94 views Asked by At

I have a Rails application that displays thousands of products. The products are loaded from product feeds, so the source may be a large XML file or web service API calls.

I want to be able to re-use my models in my existing rails application in my import process.

What are my options in importing data into my Rails application?

  1. I could use sidekiq to fire off rake tasks, but not sure if sidekiq is suitable for tasks that take 10+ minutes to run? Most use cases that I have seen is for sending of emails and other similiar light tasks

  2. I could create maybe a stand-alone ruby script, but not sure how I could re-use my Rails models if I go this route.

Update My total product could is around 30-50K items.

1

There are 1 answers

1
Philip Hallstrom On

Sidekiq would be a great option for this as others have mentioned. 10+ minutes isn't unreasonable as long as you understand that if you restart your sidekiq process mid run that job will be stopped as well.

The concern I have is if you are importing 50K items and you have a failure near the beginning you'll never get to the last ones.
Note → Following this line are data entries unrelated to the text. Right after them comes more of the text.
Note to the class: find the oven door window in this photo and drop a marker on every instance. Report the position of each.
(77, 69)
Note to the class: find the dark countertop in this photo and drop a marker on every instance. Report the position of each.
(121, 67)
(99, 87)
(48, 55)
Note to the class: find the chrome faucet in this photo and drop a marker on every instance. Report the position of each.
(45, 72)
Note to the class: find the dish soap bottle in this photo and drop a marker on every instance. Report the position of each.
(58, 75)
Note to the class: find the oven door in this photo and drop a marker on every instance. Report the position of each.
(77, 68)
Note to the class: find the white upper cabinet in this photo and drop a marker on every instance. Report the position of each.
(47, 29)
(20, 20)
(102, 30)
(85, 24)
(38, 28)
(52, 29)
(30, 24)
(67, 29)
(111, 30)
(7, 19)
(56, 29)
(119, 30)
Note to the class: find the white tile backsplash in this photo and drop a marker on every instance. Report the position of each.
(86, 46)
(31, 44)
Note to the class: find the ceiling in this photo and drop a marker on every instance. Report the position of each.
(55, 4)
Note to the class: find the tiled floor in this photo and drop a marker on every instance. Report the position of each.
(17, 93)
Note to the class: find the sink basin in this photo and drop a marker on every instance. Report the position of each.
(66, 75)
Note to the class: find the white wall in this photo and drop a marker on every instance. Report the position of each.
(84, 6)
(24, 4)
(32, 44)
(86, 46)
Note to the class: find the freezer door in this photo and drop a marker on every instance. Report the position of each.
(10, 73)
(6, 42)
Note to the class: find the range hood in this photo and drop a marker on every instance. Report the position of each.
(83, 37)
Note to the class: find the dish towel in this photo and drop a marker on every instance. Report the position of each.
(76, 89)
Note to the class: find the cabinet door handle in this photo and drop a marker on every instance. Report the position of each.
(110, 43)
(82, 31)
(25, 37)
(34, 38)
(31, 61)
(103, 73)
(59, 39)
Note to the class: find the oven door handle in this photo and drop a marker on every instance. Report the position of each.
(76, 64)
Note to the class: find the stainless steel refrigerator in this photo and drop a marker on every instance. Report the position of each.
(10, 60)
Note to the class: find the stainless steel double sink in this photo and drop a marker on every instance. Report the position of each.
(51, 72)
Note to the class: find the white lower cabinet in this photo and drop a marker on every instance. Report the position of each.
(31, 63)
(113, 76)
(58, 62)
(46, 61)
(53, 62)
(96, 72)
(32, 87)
I would suggest looking at your import routine and seeing if you can break it up into smaller components. Something like this:

  • Start sidekiq import job.
  • First thing job does is reschedule itself N hours later.
  • Fetch data from API/XML.
  • For each record in that result schedule a "import this specific data" job with the data as an argument.
  • Done.

The key is the second to last step. By doing it this way your primary job has a much better chance of succeeding as all it is doing is reading API/XML and scheduling 50K more jobs. Each of those can run individually and if a single one fails it won't affect the others.

The other thing to remember is that unless you configure it not to Sidekiq will rerun failed jobs. So make sure that "import specific data" job can be run multiple times and still do the right thing.

I have a very similar setup that has worked well for me for two years.